During the course of its 2600 year history (at one time a third of humankind were the Buddha’s students or followers), this religion has settled in many countries and cultures, Eastern and Western, and been transformed by them all. This is as it should be, because the Dharma (teachings) makes clear that everything is impermanent and subject to change, including Buddhism.  Although the sangha (community of Buddhists) in the United States is still small and growing, practitioners in our country have made a very American contribution to the teachings, one that is not at all surprising in a nation that gave rise to the social gospel over a century ago and states in one of its most sacred, secular documents, the “Declaration of Independence,” that everyone has the right to “Life, Liberty, and the Pursuit of Happiness.”  Concern with social justice is as American as apple pie and jazz. This progressive concern---the American flavor of the Buddhadharma---is known as “Engaged Buddhism.”

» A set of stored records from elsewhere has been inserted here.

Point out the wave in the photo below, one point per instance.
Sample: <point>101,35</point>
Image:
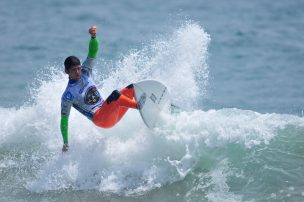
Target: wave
<point>200,148</point>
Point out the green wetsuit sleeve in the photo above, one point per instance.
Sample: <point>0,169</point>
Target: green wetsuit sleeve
<point>93,47</point>
<point>64,123</point>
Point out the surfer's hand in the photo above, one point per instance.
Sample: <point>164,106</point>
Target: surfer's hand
<point>65,147</point>
<point>93,31</point>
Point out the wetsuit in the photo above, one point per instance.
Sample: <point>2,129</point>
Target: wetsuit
<point>83,95</point>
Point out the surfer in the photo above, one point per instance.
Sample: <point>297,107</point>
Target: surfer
<point>82,94</point>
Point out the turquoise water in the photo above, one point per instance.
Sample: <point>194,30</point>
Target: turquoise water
<point>235,67</point>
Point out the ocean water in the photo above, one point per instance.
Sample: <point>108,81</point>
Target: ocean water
<point>235,68</point>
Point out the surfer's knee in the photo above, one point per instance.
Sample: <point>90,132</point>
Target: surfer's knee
<point>113,97</point>
<point>130,86</point>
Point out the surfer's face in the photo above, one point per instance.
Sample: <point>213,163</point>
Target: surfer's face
<point>75,72</point>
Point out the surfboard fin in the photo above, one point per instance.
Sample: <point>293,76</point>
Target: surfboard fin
<point>141,101</point>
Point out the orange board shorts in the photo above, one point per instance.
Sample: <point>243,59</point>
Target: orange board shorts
<point>114,107</point>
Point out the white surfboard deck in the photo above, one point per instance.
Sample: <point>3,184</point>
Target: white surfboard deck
<point>154,96</point>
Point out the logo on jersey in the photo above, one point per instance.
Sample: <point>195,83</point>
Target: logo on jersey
<point>92,96</point>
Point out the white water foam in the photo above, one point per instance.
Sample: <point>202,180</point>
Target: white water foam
<point>129,158</point>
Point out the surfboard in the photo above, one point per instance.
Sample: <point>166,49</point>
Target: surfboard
<point>152,96</point>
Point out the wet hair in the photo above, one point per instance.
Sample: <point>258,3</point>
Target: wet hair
<point>70,62</point>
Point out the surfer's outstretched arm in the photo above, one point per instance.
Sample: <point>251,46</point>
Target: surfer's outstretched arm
<point>93,50</point>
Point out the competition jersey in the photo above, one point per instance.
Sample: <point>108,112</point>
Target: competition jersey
<point>82,94</point>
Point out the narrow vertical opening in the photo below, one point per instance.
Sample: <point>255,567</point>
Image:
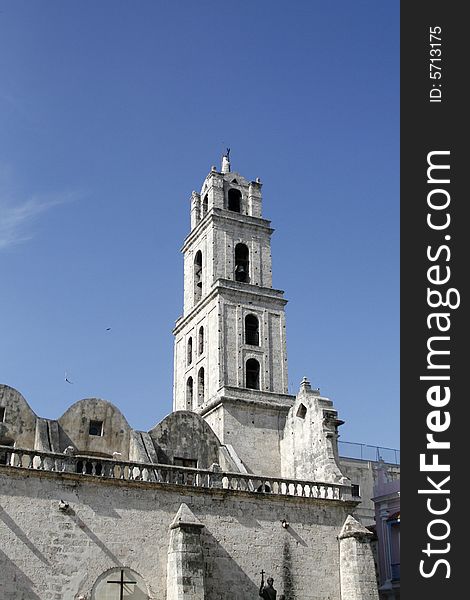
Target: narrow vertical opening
<point>197,276</point>
<point>242,263</point>
<point>251,330</point>
<point>189,351</point>
<point>189,393</point>
<point>200,386</point>
<point>252,374</point>
<point>201,340</point>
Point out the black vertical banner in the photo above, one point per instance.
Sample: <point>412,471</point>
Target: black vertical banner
<point>435,253</point>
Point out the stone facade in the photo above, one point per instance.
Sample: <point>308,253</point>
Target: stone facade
<point>240,478</point>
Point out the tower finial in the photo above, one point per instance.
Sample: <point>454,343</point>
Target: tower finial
<point>226,161</point>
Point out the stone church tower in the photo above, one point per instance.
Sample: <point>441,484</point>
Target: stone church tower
<point>240,477</point>
<point>230,343</point>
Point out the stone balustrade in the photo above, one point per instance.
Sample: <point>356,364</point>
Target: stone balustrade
<point>91,466</point>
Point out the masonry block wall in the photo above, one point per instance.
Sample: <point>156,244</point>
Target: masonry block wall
<point>109,524</point>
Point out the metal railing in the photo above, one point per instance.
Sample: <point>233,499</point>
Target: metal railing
<point>89,466</point>
<point>367,452</point>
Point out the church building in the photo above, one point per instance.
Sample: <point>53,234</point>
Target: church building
<point>240,481</point>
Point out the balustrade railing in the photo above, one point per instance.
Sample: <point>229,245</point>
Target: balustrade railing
<point>169,474</point>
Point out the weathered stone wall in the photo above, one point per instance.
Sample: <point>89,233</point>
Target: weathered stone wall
<point>19,421</point>
<point>254,431</point>
<point>364,473</point>
<point>184,434</point>
<point>309,444</point>
<point>74,427</point>
<point>113,524</point>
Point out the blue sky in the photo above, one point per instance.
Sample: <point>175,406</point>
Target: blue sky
<point>112,112</point>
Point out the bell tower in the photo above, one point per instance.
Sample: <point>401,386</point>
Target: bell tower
<point>230,361</point>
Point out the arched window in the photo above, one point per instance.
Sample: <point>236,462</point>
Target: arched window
<point>201,340</point>
<point>189,355</point>
<point>197,276</point>
<point>234,200</point>
<point>252,374</point>
<point>200,386</point>
<point>189,393</point>
<point>242,263</point>
<point>251,330</point>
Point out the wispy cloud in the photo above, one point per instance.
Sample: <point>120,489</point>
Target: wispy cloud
<point>17,217</point>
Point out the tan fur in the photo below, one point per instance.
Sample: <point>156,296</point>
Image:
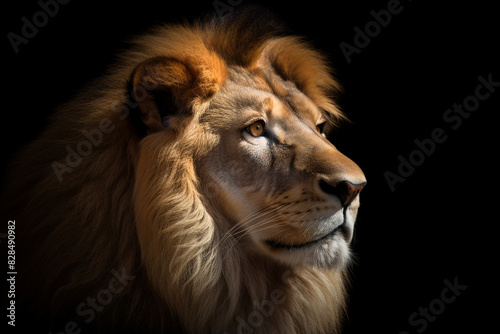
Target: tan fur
<point>150,206</point>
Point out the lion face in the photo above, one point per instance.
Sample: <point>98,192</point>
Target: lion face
<point>287,191</point>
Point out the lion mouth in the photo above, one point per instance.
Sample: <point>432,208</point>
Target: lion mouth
<point>278,245</point>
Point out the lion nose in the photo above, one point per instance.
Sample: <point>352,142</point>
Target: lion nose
<point>345,190</point>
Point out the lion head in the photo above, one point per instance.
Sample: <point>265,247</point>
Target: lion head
<point>212,183</point>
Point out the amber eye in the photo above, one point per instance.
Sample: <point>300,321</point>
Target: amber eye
<point>256,129</point>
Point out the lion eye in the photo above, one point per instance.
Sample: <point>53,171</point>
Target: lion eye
<point>256,129</point>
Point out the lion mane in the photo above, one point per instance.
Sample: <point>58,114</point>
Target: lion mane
<point>116,232</point>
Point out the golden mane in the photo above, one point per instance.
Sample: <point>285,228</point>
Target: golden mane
<point>94,200</point>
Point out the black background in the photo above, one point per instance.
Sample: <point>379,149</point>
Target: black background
<point>439,224</point>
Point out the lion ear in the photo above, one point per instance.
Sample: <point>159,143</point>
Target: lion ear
<point>160,89</point>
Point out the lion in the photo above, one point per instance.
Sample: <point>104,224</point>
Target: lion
<point>191,189</point>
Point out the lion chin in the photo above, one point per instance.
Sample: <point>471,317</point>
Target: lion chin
<point>192,189</point>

Engaged Buddhists are inspired by that outstanding teacher, Thich Nhat Hahn, who was nominated by Dr. Martin Luther King Jr. for a Nobel Peace Prize, and who says the sangha includes all sentient beings. In his workshops, he distributes a page containing what he calls, “The Five Mindfulness Trainings.” The first of these declares, “Aware of the suffering caused by the destruction of life, I vow to cultivate compassion and learn to protect the lives of people, animals, plants and minerals. I am determined not to kill, not to let others kill, and not to condone any act of killing in the world, in my thinking, and in my way of life.” The third vow goes farther: “I will respect the property of others, but I will prevent others from profiting from human suffering or the suffering of other species on earth.”
To put this another way, followers of the Buddhadharma, fully aware of impermanence and the illusion of dualism, yet also aware of the ubiquity of suffering, feel obliged to oppose the origins of duhkha in the social world. They will, I believe, share the dreams stated by Dr. King in his Nobel Prize acceptance speech in 1964, where he said, “Civilization and violence are antithetical concepts…Nonviolence is the answer to the crucial political and moral question of our time…The foundation of such a method is love…I have the audacity to believe that peoples everywhere can have three meals a day for their bodies, education and culture for their minds, and dignity, equality, and freedom for their spirits. I believe that what self-centered men have torn down men other-centered can build up.” (From my essay “Reading the Eightfold Path” in Turning the Wheel: Essays on Buddhism and Writing, p. 26.)